A la tercera noche, hablé con Mike, nuestro anfitrión, y le dije que había decidido acortar la estancia y volver a casa al día siguiente.

—No tienes muy buen aspecto —dijo—. ¿Va todo bien?

—¿Por qué no nos servimos un whisky y nos sentamos? —le dije.

Una vez acomodados frente a la chimenea, se lo expliqué:

—Mike, creo que tengo cáncer. Y no de los benignos.

Era la primera vez que lo decía en voz alta.

—A ver —dijo Mike—, supongo que no se trata de una de esas bromas enrevesadas...

—No.

Él hizo una pausa.

—No sé muy bien qué preguntarte.

—Bueno, de entrada imagino que debería decirte que no sé con certeza si tengo cáncer. Pero estoy bastante seguro: hay un montón de síntomas que apuntan en esa dirección. Voy a volver a casa mañana para averiguarlo. Ojalá me equivoque.
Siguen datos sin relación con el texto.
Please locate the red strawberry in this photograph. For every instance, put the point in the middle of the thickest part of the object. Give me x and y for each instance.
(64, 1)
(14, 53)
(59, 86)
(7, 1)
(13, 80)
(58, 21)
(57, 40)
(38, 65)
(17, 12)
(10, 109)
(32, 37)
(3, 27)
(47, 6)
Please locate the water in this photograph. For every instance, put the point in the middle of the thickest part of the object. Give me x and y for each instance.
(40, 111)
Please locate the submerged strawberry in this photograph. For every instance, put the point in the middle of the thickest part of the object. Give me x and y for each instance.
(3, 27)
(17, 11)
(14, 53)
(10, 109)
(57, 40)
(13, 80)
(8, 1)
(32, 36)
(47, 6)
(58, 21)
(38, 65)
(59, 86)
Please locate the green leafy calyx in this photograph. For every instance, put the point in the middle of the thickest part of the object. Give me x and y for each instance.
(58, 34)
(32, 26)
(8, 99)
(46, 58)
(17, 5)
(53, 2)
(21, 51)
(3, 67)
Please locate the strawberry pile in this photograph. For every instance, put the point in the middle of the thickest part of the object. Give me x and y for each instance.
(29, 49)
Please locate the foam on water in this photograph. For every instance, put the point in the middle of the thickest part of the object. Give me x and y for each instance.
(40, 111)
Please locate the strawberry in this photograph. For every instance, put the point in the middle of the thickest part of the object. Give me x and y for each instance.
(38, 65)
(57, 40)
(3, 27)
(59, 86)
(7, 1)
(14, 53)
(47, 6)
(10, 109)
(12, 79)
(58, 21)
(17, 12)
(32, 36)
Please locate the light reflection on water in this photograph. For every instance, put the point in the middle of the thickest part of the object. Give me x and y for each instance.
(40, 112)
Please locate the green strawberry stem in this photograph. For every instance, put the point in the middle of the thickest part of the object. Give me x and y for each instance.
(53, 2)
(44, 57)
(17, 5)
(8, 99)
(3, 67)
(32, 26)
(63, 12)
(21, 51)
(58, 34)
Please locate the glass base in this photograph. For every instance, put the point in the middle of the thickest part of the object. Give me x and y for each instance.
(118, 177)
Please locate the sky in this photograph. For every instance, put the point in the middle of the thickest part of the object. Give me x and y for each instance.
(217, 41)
Mike se ofreció a quedarse mi equipaje y a enviármelo a casa por correo para que no tuviera que cargar con él. A la mañana siguiente, a primera hora, me llevó en coche al aeropuerto y seis horas más tarde aterricé en San Francisco. Mi móvil sonó en cuanto me bajé del avión. Era mi doctora de cabecera, que me llamaba con los resultados de las radiografías de tórax: mis pulmones, en lugar de estar claros, se veían borrosos, como si el diafragma de la cámara hubiera estado demasiado abierto. La doctora me dijo que no estaba segura de lo que eso significaba.

Probablemente sí sabía lo que significaba.

Yo lo sabía.

Lucy me recogió en el aeropuerto, pero esperé a que llegáramos a casa para decírselo. Nos sentamos en el sofá y, cuando se lo dije, ella lo comprendió en el acto. Apoyó la cabeza en mi hombro y la distancia entre ambos se desvaneció.

—Te necesito —susurré.

—Nunca te dejaré —dijo ella.

Llamamos a un amigo íntimo, un neurocirujano adjunto del hospital, y le pedimos que me ingresara.

Me dieron el brazalete de plástico que llevan todos los pacientes, me puse la familiar bata hospitalaria de color azul claro, pasé junto a enfermeras cuyos nombres conocía y me asignaron una habitación: la misma en la que yo había visto a centenares de pacientes a lo largo de los años. En esa habitación me había sentado a hablar con ellos y les había hablado de diagnósticos terminales y de complejas operaciones; en esa habitación había felicitado a pacientes que se habían curado de su dolencia y había visto su alegría ante la perspectiva de reanudar sus vidas; en esa habitación había certificado la muerte de otros. Me había sentado en esas sillas, me había lavado las manos en la pila, había garabateado instrucciones en la pizarra acrílica, había cambiado el calendario. Incluso, en ciertos momentos de completo agotamiento, había deseado echarme en esa cama y dormirme. Y ahora estaba tumbado allí, totalmente despierto.

Una joven enfermera, a la que no conocía, asomó la cabeza.

—El doctor vendrá enseguida.

Y de esta manera, el futuro que había imaginado, el que estaba a punto de hacerse real, la culminación de décadas de esfuerzo, se evaporó sin más.